Resmack: Part 1: Grammar Fuzzing Thoughts
Note: This post is part of a series on developing resmack. See the resmack tag for all posts in the series.
I am working on a new grammar fuzzer, resmack-rust (renamed to resmack-rust to free up the name resmack) that is intended to be fast, handle dynamic expressions, and easy to use. This post contains a few of my current thoughts from resmack’s development.
Python Is Slow
A large part of wanting to improve on my other grammar fuzzer,
gramfuzz, was due to massive, but
expected, disappointment in not being able to use my python-based tools
as part of a fast, coverage-based fuzzer. I always knew Python’s speed wouldn’t
be able to stack up against something written in C
/Rust
/*, but it was much
worse than I thought, even with all of the tricks and optimizations that I
used to boost pfp’s data generation speed. See
the performance section
of a talk I gave about using pfp
with libFuzzer:
Method | Exec/s | Chart |
---|---|---|
libFuzzer + pfp | ~8k/s | ▓▓▓▓▓▓▓▓ |
libFuzzer | ~75k/s | ████████████████████████████████████████ |
Rust is Fast
Rust had been on my to-do list for far too long. I had attempted a few times to pick it up, but didn’t generate the velocity needed to break through the “wow this is different/hard” learning curve. I had been itching to have another go at Rust.
I have also been enjoying Brandon Falk’s Twitter discussions and live-streams of the work he is doing. Reading through his fzero fuzzer grammar fuzzer project is what reminded me of my solution for gracefully handling recursion in gramfuzz.

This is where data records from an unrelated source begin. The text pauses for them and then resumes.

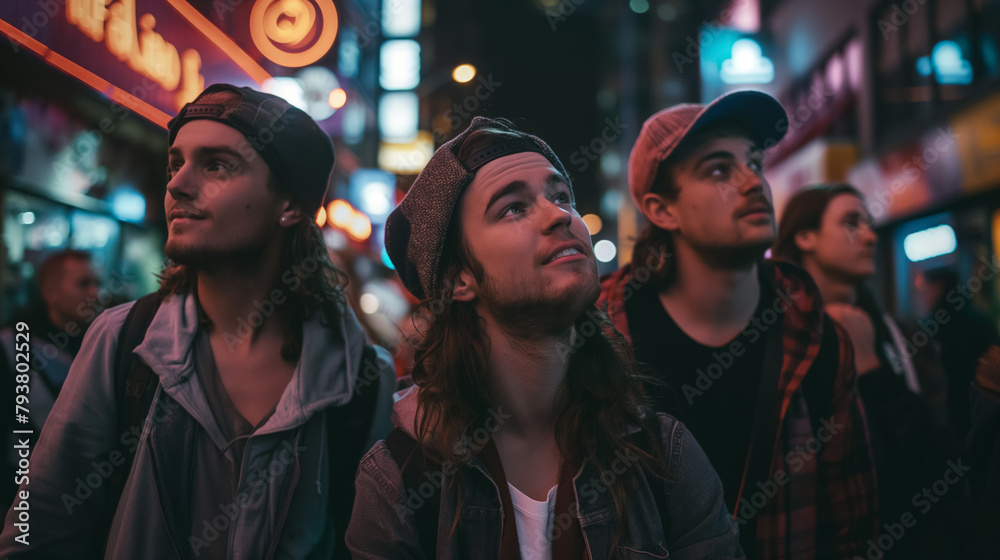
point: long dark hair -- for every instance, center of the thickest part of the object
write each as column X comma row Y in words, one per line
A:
column 600, row 401
column 654, row 248
column 804, row 212
column 318, row 287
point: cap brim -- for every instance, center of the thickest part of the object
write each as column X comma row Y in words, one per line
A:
column 757, row 112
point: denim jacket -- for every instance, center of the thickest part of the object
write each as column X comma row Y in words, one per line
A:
column 383, row 524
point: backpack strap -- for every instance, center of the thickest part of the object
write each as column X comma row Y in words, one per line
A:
column 347, row 429
column 658, row 484
column 413, row 466
column 135, row 385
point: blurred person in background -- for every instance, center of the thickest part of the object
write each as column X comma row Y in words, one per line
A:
column 963, row 338
column 525, row 435
column 68, row 288
column 827, row 230
column 761, row 375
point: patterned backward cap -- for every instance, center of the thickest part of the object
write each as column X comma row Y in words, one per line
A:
column 298, row 152
column 761, row 115
column 415, row 231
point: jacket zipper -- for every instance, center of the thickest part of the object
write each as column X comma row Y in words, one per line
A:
column 287, row 505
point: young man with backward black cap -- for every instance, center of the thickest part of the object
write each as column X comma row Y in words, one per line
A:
column 517, row 442
column 744, row 352
column 224, row 416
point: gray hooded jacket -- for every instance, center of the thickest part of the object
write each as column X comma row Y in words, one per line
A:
column 383, row 525
column 283, row 487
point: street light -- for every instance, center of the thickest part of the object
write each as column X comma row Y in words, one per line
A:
column 463, row 73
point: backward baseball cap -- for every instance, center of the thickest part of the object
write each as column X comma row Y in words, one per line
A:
column 759, row 114
column 415, row 231
column 295, row 148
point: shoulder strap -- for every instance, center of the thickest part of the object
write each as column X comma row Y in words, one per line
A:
column 413, row 466
column 135, row 386
column 765, row 426
column 659, row 491
column 347, row 429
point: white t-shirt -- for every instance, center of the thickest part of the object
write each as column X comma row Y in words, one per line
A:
column 534, row 523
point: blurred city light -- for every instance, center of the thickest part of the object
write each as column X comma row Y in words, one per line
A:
column 339, row 213
column 463, row 73
column 594, row 223
column 947, row 64
column 360, row 227
column 407, row 158
column 929, row 243
column 373, row 190
column 128, row 205
column 605, row 250
column 639, row 6
column 337, row 98
column 401, row 18
column 748, row 64
column 288, row 89
column 398, row 116
column 318, row 84
column 399, row 64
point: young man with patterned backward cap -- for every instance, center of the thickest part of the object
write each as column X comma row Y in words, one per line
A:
column 525, row 435
column 742, row 350
column 225, row 415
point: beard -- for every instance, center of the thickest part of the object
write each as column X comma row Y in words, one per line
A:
column 525, row 310
column 208, row 257
column 731, row 257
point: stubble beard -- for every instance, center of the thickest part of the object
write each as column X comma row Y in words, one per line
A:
column 529, row 312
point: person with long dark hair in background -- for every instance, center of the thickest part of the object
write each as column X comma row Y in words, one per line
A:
column 828, row 231
column 743, row 351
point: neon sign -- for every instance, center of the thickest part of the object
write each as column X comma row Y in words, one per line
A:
column 285, row 30
column 142, row 48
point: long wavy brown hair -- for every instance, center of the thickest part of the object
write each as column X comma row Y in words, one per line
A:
column 320, row 284
column 601, row 398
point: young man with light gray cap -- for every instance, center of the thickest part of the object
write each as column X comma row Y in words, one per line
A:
column 525, row 435
column 745, row 354
column 225, row 415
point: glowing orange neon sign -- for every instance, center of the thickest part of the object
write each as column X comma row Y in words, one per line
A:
column 142, row 48
column 284, row 29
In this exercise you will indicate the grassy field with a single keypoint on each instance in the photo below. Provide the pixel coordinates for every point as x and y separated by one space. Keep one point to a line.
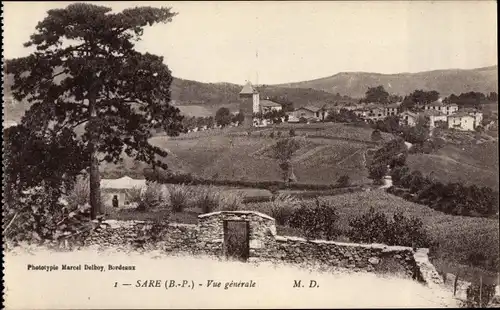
458 237
273 284
470 164
319 161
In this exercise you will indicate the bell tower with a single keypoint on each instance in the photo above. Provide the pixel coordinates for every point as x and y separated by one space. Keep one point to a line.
249 103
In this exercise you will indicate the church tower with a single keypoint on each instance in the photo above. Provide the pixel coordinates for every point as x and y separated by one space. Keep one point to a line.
249 103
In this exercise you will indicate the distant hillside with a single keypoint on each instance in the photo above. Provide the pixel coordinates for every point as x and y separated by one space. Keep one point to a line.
316 92
202 99
446 82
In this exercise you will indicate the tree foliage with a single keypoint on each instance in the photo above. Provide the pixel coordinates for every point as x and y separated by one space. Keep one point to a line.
223 117
85 70
283 152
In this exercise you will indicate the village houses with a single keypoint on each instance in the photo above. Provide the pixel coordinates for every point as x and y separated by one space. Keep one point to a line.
461 121
447 109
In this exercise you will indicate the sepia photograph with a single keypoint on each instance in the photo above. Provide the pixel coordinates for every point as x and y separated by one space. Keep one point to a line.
250 154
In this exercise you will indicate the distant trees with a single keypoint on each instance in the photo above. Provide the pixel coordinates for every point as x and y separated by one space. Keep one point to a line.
493 96
118 94
286 104
238 118
452 198
223 117
418 98
377 94
472 99
343 116
283 152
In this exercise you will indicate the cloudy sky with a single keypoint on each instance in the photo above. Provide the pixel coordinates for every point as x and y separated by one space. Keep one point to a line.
278 42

Brandon’s fzero grammar fuzzer is written in Rust, and was created in response to f1 fuzzer. It is very fast. I use his fuzzer as a reference point for resmack as I develop it. I run my fuzzer and fzero on the same grammar, with both reporting MiB/s of generated data.
Below is a trivial grammar that I run resmack with:
let rules = rules
.add_rule("Special", "SPECIAL ONE")
.add_rule("RefdRule", or!("Hello", "Blah", reff!("Special")))

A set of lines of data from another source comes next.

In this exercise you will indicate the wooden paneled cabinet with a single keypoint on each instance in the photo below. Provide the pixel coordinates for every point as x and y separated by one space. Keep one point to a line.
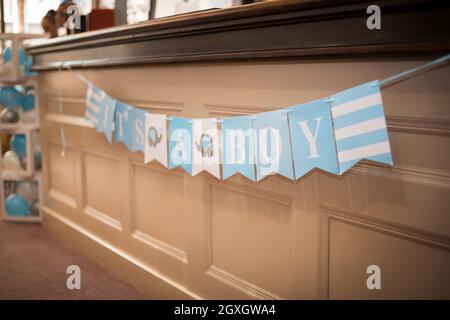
176 236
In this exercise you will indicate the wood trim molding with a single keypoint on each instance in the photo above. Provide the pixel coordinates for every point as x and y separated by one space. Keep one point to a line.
271 30
330 213
242 285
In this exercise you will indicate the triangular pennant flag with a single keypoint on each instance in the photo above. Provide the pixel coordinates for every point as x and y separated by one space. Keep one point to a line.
106 119
156 138
123 124
238 151
93 104
180 144
205 147
360 126
100 110
273 145
312 138
138 129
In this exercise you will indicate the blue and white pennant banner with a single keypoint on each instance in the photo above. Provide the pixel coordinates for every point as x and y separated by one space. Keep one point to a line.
331 134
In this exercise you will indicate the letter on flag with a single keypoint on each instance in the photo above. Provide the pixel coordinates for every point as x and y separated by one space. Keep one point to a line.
238 151
312 138
205 149
156 138
180 144
100 110
123 124
273 145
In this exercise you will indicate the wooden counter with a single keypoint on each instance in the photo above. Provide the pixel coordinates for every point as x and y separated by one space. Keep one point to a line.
176 236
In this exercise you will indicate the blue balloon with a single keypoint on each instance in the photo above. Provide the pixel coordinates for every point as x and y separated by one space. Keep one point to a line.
28 102
10 97
22 56
37 160
7 54
19 144
16 205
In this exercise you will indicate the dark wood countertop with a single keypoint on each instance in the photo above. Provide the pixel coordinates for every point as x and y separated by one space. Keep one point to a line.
269 30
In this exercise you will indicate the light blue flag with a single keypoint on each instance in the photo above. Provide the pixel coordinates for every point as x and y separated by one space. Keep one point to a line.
238 151
106 116
94 98
138 129
312 137
273 145
123 125
180 144
360 126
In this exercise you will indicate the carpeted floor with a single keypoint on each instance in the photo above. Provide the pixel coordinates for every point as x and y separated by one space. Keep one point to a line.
33 266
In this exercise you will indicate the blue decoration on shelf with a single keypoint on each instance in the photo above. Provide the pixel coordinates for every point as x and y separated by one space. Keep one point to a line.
16 205
28 102
10 97
19 145
22 56
7 54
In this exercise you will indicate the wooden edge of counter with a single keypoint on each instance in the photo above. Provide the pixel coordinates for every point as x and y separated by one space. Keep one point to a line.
269 30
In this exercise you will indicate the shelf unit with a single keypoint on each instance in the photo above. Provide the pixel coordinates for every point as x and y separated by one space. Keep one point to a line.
11 180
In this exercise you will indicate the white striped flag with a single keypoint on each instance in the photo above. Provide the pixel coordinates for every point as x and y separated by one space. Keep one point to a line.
360 126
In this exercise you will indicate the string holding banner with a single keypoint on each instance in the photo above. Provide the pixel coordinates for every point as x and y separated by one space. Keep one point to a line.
333 133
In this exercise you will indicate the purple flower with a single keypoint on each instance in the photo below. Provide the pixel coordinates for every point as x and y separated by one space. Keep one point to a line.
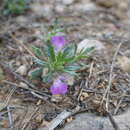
58 42
59 87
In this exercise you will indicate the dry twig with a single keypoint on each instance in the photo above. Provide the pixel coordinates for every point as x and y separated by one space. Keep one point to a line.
107 91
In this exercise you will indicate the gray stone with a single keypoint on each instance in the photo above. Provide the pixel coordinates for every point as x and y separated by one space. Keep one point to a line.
87 121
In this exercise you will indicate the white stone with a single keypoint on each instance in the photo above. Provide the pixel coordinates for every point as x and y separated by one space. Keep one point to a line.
42 10
86 43
84 7
68 2
22 70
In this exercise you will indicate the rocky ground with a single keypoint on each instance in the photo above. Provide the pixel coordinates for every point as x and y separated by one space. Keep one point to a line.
26 104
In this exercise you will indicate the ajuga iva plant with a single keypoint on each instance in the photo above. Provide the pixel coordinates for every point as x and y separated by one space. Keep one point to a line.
15 6
57 57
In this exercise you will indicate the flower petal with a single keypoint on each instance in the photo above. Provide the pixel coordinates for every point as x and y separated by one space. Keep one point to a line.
58 42
59 87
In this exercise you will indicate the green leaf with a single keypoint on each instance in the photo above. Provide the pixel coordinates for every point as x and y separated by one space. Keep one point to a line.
69 60
40 62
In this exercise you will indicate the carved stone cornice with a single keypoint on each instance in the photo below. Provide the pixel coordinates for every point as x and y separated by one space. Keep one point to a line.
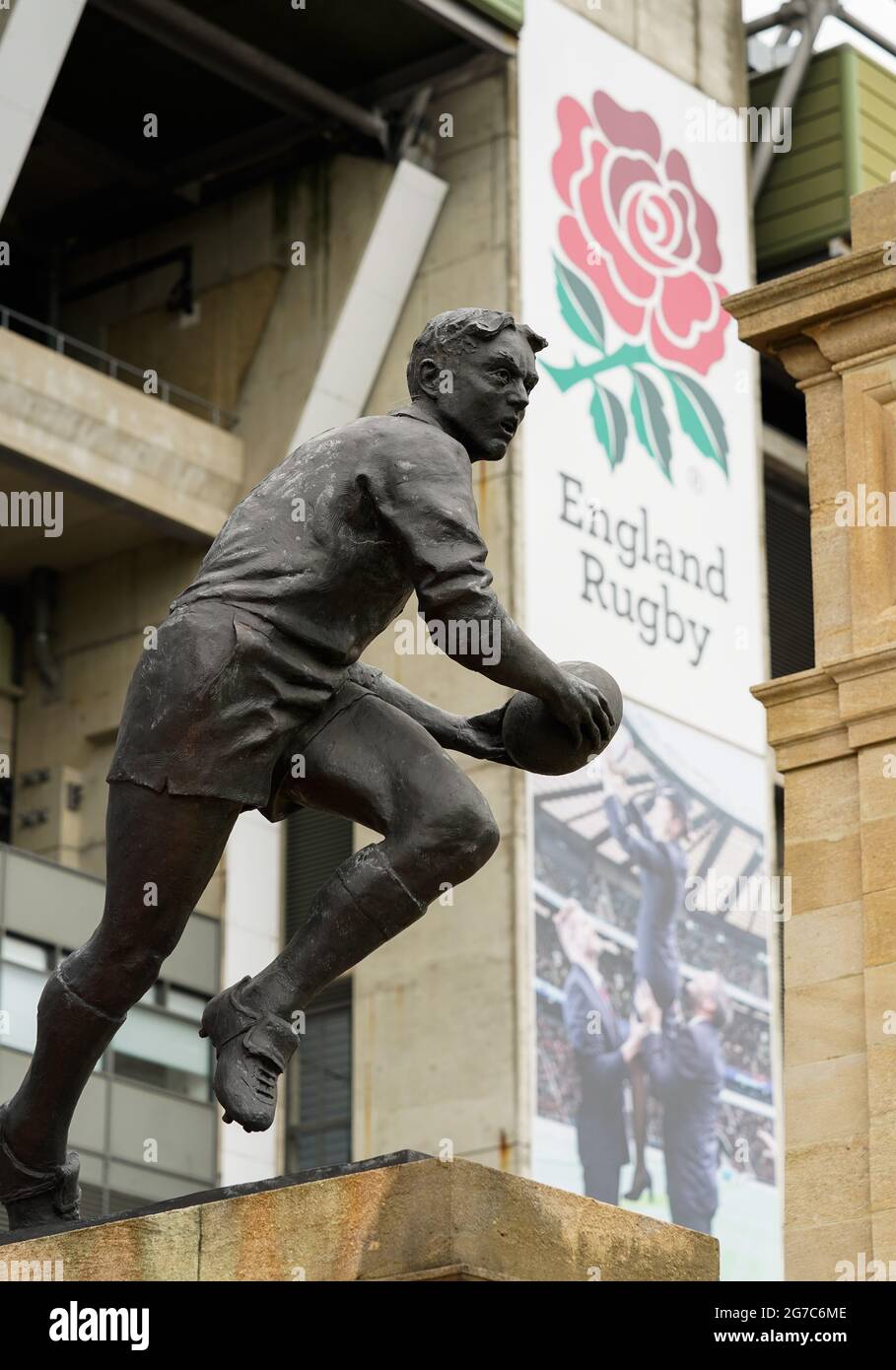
829 713
783 308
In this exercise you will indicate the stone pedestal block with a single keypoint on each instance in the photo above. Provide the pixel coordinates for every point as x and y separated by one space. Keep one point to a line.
400 1217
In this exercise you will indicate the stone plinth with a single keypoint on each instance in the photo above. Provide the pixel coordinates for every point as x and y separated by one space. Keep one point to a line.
833 729
400 1217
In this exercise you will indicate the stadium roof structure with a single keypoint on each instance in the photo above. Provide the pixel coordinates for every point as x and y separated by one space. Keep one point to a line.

.add_rule("TestRule", and!(reff!("RefdRule"), "World"))
.add_rule("TestRule2", and!(reff!("TestRule"), "World"))
.add_rule("TestRule2", and!(reff!("TestRule"), "World"))
.add_rule("TestRule2", int!(min = 5, max = 1337))

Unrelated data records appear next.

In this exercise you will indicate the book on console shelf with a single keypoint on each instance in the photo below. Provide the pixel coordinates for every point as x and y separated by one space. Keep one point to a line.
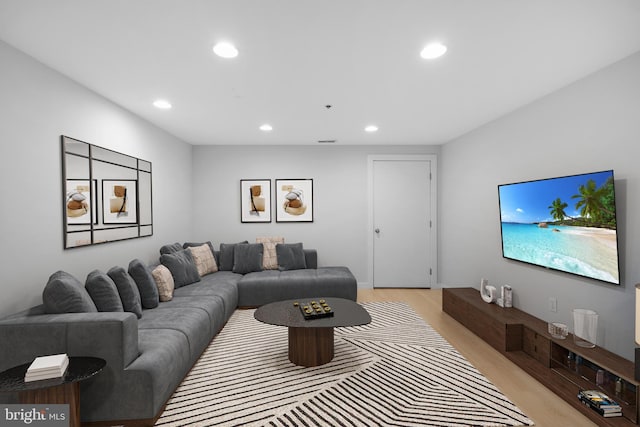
600 402
47 367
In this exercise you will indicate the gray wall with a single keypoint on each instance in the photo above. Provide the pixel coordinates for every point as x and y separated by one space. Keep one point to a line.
339 231
37 105
589 126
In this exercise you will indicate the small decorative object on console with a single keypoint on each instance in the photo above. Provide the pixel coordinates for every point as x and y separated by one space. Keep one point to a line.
600 402
558 330
487 292
314 309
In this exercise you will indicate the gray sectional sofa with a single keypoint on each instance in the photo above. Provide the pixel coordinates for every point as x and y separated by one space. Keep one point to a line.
150 350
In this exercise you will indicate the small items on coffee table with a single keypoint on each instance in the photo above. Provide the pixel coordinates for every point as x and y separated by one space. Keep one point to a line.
314 309
46 367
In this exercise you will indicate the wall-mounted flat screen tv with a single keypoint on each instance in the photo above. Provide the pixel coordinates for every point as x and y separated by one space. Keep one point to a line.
566 223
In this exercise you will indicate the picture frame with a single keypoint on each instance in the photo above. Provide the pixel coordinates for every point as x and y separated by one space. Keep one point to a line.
80 202
119 201
255 200
294 200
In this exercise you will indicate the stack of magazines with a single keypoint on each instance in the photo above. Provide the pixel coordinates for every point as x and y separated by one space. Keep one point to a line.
600 402
46 367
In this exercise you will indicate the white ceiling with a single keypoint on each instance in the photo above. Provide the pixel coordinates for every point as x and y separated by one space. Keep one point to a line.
296 56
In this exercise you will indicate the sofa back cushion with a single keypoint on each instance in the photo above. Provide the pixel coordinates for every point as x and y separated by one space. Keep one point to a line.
247 258
128 290
63 293
146 285
203 258
182 267
227 251
164 282
103 291
291 256
269 255
170 248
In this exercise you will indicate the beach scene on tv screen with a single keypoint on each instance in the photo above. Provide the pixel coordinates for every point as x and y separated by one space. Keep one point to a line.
566 224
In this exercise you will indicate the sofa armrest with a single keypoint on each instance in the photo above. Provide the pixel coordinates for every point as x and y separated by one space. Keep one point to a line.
311 258
110 336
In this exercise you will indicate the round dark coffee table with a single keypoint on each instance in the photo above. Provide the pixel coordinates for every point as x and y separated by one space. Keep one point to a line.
311 341
61 390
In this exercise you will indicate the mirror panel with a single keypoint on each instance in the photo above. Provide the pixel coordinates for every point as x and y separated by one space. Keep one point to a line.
144 185
146 230
109 156
107 195
76 147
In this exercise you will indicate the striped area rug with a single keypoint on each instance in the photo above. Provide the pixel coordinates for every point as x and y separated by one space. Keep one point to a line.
396 371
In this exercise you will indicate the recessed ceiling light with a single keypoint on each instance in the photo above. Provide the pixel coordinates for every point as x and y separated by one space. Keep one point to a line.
162 104
433 51
225 50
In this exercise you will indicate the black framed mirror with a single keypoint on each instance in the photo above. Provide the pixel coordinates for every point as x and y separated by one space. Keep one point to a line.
107 195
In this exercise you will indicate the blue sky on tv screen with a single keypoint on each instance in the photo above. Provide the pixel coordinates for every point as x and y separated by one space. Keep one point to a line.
528 202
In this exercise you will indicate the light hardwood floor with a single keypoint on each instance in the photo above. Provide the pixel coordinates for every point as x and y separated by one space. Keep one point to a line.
535 400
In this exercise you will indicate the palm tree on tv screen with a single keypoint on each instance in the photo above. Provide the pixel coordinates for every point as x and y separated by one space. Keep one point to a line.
595 203
557 209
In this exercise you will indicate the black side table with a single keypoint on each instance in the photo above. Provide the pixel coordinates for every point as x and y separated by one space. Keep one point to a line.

.add_rule("TestRule2", and!(or!(1, 2, 3, 4, 5, string!(min = 5, max = 10, charset = "abcdefg"))))
.add_rule("TestRule2", and!(1000.5))
.add_rule("TestRule2", "---World");
And below is a similar grammar that I use with fzero:
{
"<start>": [["<test>"]],
"<test>": [["<TestRule2>"]],
"<int>": [["<digit>"], ["<onenine>", "<digits>"], ["-", "<digits>"],
["-", "<onenine>", "<digits>"]],
"<characters>": [["<character-1>"]],
"<character>": [["0"], ["1"], ["2"], ["3"], ["4"], ["5"], ["6"], ["7"],
["8"], ["9"], ["a"], ["b"], ["c"], ["d"], ["e"], ["f"],
["g"], ["h"], ["i"], ["j"], ["k"], ["l"], ["m"], ["n"],
["o"], ["p"], ["q"], ["r"], ["s"], ["t"], ["u"], ["v"],
["w"], ["x"], ["y"], ["z"], ["A"], ["B"], ["C"], ["D"],
["E"], ["F"], ["G"], ["H"], ["I"], ["J"], ["K"], ["L"],
["M"], ["N"], ["O"], ["P"], ["Q"], ["R"], ["S"], ["T"],
["U"], ["V"], ["W"], ["X"], ["Y"], ["Z"], ["!"], ["#"],
["$"], ["%"], ["&"], ["\""], ["("], [")"], ["*"], ["+"],
[","], ["-"], ["."], ["/"], [":"], [";"], ["<"], ["="],
[">"], ["?"], ["@"], ["["], ["]"], ["^"], ["_"], ["`"],
["{"], ["|"], ["}"], ["~"], [" "]],
"<Special>": [["SPECIAL ONE"]],
"<RefdRule>": [["Hello"], ["Blah"], ["<Special>"]],
"<TestRule>": [["<RefdRule>", "World"]],
"<TestRule2>": [["<TestRule2_1>"], ["<TestRule2_2>"], ["<TestRule2_3>"], ["<TestRule2_4>"], ["<TestRule_5>"], ["<TestRule_6>"]],
"<TestRule2_1>": [["<TestRule>", "World"]],
"<TestRule2_2>": [["<TestRule>", "World"]],
"<TestRule2_3>": [["<int>"]],
"<TestRule2_4>": [["1"], ["2"], ["3"], ["4"], ["5"], ["<string>"]],
"<TestRule2_5>": [["1000.5"]],
"<TestRule2_6>": [["---World"]]
}
and just for kicks, here’s the same grammar implemented in gramfuzz:
Def("Special", "SPECIAL ONE")
Def("RefdRule", Or("Hello", "Blah", Ref("Special")))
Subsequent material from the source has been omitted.